I recommend keeping it enabled for at least 24 hours. If you don't BSOD by then, disable Driver Verifier. I will usually say whether or not I'd like for you to keep it enabled any longer.

*My system BSOD'd with Driver Verifier enabled, where can I find the crash dumps?*

- If you have the system set to generate Small Memory Dumps, they will be located in *%systemroot%\Minidump*.

- If you have the system set to generate Kernel Memory Dumps, _*it *_will be located in *%systemroot% and labeled MEMORY.DMP*.

*Any other questions can most likely be answered by this article:*

http://support.microsoft.com/kb/244617

*-- Disable it if you don't crash for 48 or so hours.*

Regards,

Patrick


----------



## tremlin (Oct 12, 2014)

*Re: random BSOD IRQL_NOT_LESS_OR_EQUAL 0x0000000a ntoskrnl.exe+75bc0*

hm... i remember Driver Verifier from a friends computer, it wasn't all that easy to get rid of it again. but as a last resort... why not. btw, malwarebytes found nothing, except for some password tools and game trainers.


----------



## Patrick (Apr 15, 2012)

*Re: random BSOD IRQL_NOT_LESS_OR_EQUAL 0x0000000a ntoskrnl.exe+75bc0*



> it wasn't all that easy to get rid of it again


??

It's as easy as disabling it via the GUI or by typing *verifier /reset *in CMD.

Regards,

Patrick


----------



## tremlin (Oct 12, 2014)

*Re: random BSOD IRQL_NOT_LESS_OR_EQUAL 0x0000000a ntoskrnl.exe+75bc0*



Patrick said:


> ??
> 
> It's as easy as disabling it via the GUI or by typing *verifier /reset *in CMD.
> 
> ...


it wasn't like that.

after getting more BSODs i dared to try driver verifier again, and again i wasn't able to boot the machine, i got instantly a BSOD.
after that, i wasn't able to do a normal boot, also there was no safe boot, only a "starthilfe", i don't know what that exactly would be in english? starting help, whatever...
and the "starthilfe" didn't really help, it just told me: there are corrupt system files.

so i had to use the win7 dvd to repair the installation and then a system restore.

now it's booting again, and i got a new minidump, at least.
i disabled raddrvv3.sys (radmin server) now. lets see what happens...


maybe it's just bad RAM?


----------



## tremlin (Oct 12, 2014)

*Re: random BSOD IRQL_NOT_LESS_OR_EQUAL 0x0000000a ntoskrnl.exe+75bc0*

still getting those BSOD's.  also without the RAM disk. i'm running out of ideas what else to do.


----------



## Patrick (Apr 15, 2012)

*Re: random BSOD IRQL_NOT_LESS_OR_EQUAL 0x0000000a ntoskrnl.exe+75bc0*

I'll need a verifier enabled kernel dump, please.

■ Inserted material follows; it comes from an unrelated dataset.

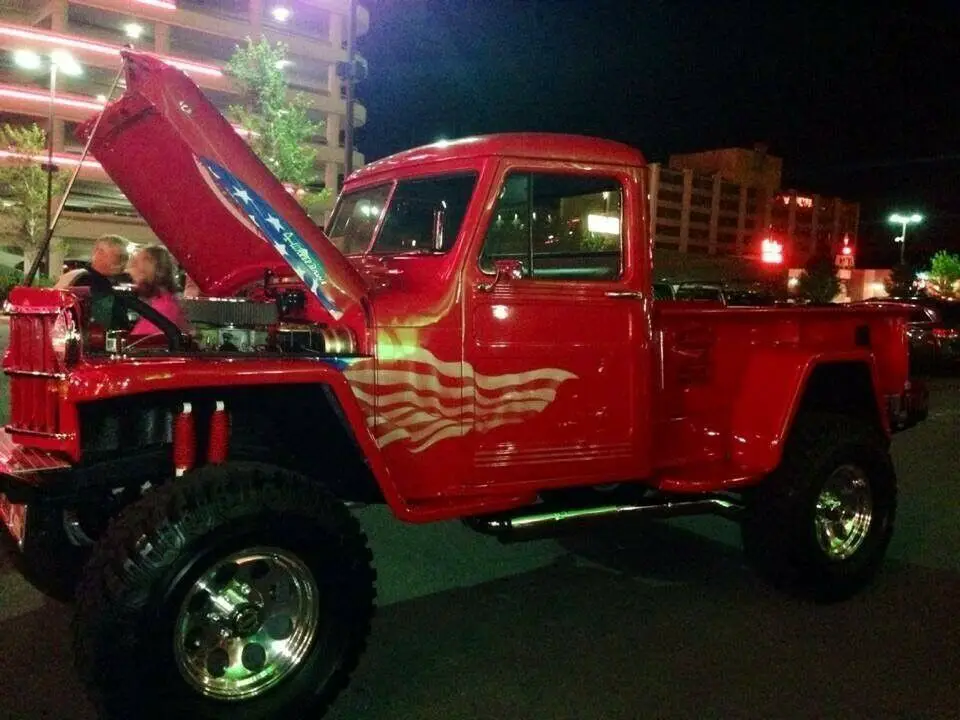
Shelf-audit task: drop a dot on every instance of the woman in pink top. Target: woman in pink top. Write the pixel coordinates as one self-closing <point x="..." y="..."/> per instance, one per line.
<point x="152" y="272"/>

Let the system crash with verifier enabled and find the kernel dump at C:\Windows named MEMORY.DMP.

Upload it 3rd party and then paste the link here.

Regards,

Patrick


----------



## tremlin (Oct 12, 2014)

*Re: random BSOD IRQL_NOT_LESS_OR_EQUAL 0x0000000a ntoskrnl.exe+75bc0*

i might do this. but for now, i haven't had a BSOD since the 31. of october, after disabling some more drivers. soi'm waiting for the next BSOD first... or not.


----------



## tremlin (Oct 12, 2014)

*Re: random BSOD IRQL_NOT_LESS_OR_EQUAL 0x0000000a ntoskrnl.exe+75bc0*

still no BSOD since after the 31. of october....


----------



## Patrick (Apr 15, 2012)

*Re: random BSOD IRQL_NOT_LESS_OR_EQUAL 0x0000000a ntoskrnl.exe+75bc0*

Marked as solved.

Regards,

Patrick


----------



## tremlin (Oct 12, 2014)

ok, thanks *much *for your help so far. 

i'm still not sure if it's really solved, this system was running once even more than a month before a BSOD, sometimes it took only 1 or 2 days to BSOD. kinda weird.


----------



## tremlin (Oct 12, 2014)

i'm back. :smile:

i enabled most (one after one with some weeks between) drivers again, except bluetooth and primo ramdisk, and haven't had a single BSOD since almost 8 months. 
so most likely one of the 2 is the culprit, but i'm not trying any further, as i don't need bluetooth, and for the ramdisk i switched to imdisk, which is free and works even better here, primo never released all memory in dynamic mode.


----------